Trivially, grouping by an object's own dimension is similar to eachslice
:
julia> groupby(A, dims(A, Ti))
╭──────────────────────────────────────────────────────╮
│ 17520-element DimGroupByArray{DimArray{Float64,1},1} │
├──────────────────────────────────────────────────────┴───────────────── dims ┐
↓ Ti Sampled{DateTime} DateTime("2000-01-01T00:00:00"):Hour(1):DateTime("2001-12-30T23:00:00") ForwardOrdered Regular Points
├──────────────────────────────────────────────────────────────────── metadata ┤
Dict{Symbol, Any} with 1 entry:
:groupby => :Ti=>[DateTime("2000-01-01T00:00:00"), DateTime("2000-01-01T01:00…

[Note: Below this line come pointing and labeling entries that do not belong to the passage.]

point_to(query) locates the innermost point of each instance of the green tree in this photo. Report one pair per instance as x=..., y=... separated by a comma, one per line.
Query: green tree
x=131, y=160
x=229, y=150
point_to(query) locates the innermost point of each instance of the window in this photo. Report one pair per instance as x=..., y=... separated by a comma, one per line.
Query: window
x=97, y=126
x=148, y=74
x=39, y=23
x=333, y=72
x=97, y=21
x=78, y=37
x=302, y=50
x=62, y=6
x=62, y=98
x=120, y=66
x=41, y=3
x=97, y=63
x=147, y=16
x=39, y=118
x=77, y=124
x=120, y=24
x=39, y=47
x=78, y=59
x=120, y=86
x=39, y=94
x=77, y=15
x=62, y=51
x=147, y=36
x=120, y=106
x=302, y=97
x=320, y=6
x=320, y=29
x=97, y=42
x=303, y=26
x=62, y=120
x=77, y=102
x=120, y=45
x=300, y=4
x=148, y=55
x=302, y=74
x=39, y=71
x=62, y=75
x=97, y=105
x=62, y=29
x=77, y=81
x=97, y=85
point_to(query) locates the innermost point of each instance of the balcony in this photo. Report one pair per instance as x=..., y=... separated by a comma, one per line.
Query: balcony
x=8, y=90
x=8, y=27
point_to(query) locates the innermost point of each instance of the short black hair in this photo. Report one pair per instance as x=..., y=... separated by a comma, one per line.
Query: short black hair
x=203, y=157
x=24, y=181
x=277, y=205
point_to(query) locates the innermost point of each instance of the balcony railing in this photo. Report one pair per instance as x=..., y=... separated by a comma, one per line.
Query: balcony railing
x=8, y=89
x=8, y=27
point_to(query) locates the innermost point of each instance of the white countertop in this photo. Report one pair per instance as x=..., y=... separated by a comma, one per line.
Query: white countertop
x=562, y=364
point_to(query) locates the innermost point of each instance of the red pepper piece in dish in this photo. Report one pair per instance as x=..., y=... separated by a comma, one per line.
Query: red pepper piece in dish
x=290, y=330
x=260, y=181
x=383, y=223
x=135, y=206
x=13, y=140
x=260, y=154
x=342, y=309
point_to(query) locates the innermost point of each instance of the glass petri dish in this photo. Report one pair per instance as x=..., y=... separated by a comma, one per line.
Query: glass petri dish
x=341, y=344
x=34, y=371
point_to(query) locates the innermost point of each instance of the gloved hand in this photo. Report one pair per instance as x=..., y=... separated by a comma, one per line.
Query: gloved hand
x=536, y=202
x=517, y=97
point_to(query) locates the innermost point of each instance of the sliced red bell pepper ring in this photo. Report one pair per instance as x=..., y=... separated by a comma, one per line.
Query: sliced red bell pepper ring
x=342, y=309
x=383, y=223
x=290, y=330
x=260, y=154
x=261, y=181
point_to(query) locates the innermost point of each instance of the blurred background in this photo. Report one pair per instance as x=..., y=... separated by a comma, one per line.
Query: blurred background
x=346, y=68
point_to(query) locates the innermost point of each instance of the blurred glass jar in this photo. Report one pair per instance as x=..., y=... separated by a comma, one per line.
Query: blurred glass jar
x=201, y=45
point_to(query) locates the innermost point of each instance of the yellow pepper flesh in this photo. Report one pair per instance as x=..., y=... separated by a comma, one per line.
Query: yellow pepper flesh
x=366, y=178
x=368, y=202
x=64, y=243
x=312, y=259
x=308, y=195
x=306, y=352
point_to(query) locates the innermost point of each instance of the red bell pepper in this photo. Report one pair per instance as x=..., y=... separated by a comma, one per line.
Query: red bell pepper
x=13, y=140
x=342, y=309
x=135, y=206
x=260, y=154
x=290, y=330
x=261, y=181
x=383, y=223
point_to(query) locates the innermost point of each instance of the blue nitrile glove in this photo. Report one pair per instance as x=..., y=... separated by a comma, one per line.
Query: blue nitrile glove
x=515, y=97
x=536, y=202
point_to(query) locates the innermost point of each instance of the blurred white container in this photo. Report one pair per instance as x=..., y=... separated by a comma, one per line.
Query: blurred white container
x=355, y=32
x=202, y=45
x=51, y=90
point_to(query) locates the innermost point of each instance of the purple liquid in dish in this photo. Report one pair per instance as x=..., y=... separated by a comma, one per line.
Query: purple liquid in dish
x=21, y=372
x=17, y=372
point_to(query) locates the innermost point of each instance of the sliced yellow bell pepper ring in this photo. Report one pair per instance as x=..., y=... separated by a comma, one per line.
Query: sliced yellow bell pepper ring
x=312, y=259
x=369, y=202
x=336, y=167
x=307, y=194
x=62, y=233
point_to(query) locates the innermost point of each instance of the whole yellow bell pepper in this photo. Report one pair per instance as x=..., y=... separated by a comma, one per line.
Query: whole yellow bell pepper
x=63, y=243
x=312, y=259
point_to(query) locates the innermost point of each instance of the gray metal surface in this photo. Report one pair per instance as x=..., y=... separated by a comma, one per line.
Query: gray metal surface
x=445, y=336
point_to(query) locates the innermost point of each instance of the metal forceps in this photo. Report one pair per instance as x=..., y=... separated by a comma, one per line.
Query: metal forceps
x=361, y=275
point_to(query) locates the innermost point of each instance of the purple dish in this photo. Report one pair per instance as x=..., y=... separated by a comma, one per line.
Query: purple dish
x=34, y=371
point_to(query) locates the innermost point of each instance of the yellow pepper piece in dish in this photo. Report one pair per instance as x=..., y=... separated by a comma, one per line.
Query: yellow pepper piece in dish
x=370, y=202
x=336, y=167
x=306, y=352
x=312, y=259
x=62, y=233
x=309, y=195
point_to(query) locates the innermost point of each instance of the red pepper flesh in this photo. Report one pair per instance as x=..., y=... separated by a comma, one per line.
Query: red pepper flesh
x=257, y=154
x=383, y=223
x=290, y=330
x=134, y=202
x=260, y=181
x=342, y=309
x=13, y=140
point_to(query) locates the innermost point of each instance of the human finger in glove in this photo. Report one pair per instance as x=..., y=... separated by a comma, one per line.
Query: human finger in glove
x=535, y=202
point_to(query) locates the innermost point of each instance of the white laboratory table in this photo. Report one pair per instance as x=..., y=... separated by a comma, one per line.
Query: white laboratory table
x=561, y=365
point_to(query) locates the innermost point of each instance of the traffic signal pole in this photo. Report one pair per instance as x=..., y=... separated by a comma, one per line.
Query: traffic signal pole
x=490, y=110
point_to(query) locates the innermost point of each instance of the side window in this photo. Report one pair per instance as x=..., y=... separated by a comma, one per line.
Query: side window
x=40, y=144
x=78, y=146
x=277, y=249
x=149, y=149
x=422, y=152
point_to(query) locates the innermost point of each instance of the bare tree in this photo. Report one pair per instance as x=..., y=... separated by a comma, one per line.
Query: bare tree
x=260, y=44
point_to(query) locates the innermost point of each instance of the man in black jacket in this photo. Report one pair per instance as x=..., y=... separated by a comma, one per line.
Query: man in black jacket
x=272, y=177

├────────────────────────────────────────────────────────────────── group dims ┤
↓ X, → Ti
└──────────────────────────────────────────────────────────────────────────────┘
2000-01-01T00:00:00 101×1 DimArray
2000-01-01T01:00:00 101×1 DimArray
2000-01-01T02:00:00 101×1 DimArray
⋮
2001-12-30T22:00:00 101×1 DimArray
2001-12-30T23:00:00 101×1 DimArray
TODO: Apply custom function (i.e. normalization) to grouped output.